The Available Panacea

by Richard Kovac

Someone suggested that all medical problems could be solved, and all social anomie healed easily, except that a practitioner class of medical doctors and social workers needs to be paid, and so they conspire to keep their clients ill. The need to make money requires a victim class.

This is probably an exaggeration and very cynical, but there is some truth in it. Doctors and social workers don't get paid by patients and clients who get better. Therefore it is in their vested interest to create a hard core of recurrent client customers. The medical profession seldom scorns hypochondriacs either. It says it is humoring them.
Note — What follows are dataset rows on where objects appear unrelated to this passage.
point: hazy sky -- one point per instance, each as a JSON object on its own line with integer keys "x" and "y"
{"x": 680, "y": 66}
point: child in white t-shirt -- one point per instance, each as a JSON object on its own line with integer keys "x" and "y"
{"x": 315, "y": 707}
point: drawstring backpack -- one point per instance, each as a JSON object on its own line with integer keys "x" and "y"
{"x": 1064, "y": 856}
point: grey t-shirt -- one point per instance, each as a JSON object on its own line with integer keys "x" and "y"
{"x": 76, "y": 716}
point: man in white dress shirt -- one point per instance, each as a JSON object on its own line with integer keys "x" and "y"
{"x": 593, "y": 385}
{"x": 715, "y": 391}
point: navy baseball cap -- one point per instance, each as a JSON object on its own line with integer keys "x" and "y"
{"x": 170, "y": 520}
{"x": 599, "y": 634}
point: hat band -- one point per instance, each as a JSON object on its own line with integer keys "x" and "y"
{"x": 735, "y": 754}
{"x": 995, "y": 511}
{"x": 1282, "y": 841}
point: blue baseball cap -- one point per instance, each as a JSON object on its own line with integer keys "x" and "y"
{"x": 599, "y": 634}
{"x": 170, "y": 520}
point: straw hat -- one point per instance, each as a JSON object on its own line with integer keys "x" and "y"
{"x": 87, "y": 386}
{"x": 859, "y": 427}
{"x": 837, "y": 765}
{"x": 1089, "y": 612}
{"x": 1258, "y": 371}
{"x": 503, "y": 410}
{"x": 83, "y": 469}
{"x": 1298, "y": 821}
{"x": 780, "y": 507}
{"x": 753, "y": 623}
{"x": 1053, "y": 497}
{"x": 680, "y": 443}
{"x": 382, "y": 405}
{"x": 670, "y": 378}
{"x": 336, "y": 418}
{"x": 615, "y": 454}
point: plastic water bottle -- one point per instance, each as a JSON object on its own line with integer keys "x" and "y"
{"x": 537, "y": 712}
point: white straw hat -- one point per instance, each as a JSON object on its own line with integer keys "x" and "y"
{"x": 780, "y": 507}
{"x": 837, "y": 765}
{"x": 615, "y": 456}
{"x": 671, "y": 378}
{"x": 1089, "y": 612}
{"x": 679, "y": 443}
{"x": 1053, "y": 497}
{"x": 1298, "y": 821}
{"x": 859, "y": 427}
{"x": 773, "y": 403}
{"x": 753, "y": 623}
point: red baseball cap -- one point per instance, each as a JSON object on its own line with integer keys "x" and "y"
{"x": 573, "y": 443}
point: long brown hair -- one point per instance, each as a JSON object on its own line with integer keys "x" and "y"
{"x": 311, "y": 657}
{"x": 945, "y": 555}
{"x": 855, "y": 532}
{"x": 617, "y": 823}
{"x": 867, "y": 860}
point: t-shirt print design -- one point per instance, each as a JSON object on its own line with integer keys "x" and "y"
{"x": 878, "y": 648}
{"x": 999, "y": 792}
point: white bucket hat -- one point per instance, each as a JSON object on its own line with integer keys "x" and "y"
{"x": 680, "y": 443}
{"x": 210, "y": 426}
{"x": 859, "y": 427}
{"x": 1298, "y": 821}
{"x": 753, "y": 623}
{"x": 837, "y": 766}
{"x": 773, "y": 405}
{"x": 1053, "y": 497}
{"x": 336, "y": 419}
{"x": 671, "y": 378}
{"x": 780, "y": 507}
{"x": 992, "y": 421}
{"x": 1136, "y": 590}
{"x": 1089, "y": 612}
Is money, on another track, the available panacea? We say more money should be spent on education. Maybe so. But who is going to work on the character of the teachers if all they are working for is a higher paycheck? Do we educate children to make money or to have learning with intrinsic worth? I know, we have our pragmatic criterion of cash value - and what's wrong with that?

We deify money. Money is the measuring stick of all men. It is apt that our currency says, "In God we trust" for this is a Freudian slip. Money is in fact, as it says, our God. Who does not kowtow to it?

If you happen to be rich (as most of us are in this country with forty percent of the world's wealth and only four percent of its population), then at least share it with the poor. I don't care whether this is done by government or individuals. It must be done, because it is just. One person in seven goes to bed hungry, and 1.1 billion have inadequate drinking water. We, by comparison, are sybarites.

Those of you who think I'm too preachy must also concede that I'm cynical. I think we are hard-hearts, unwilling to make much sacrifice at all. "The Americans are all liars, lazy, and gluttons," to paraphrase what a Cretan poet said about the Cretans. I say it about us...

The famous Fremont Toast, during the Mexican War, can be taken as the archetype of the American patriotic fallacy: "My Country! In its dealings with foreign nations may it always be right. But my country, right or wrong!" This very wrongness saturates our domestic and international existence today, and at its heart is the love of money.

We are a nominally Christian country steeped in the idolatry of materialism.

We do not manage money...

Money manages us.

What is to be done? I'm not urging a violent revolution. I'm encouraging a change of heart, beginning with each of us. When this transformation is accomplished, Man will again be the measure of all things.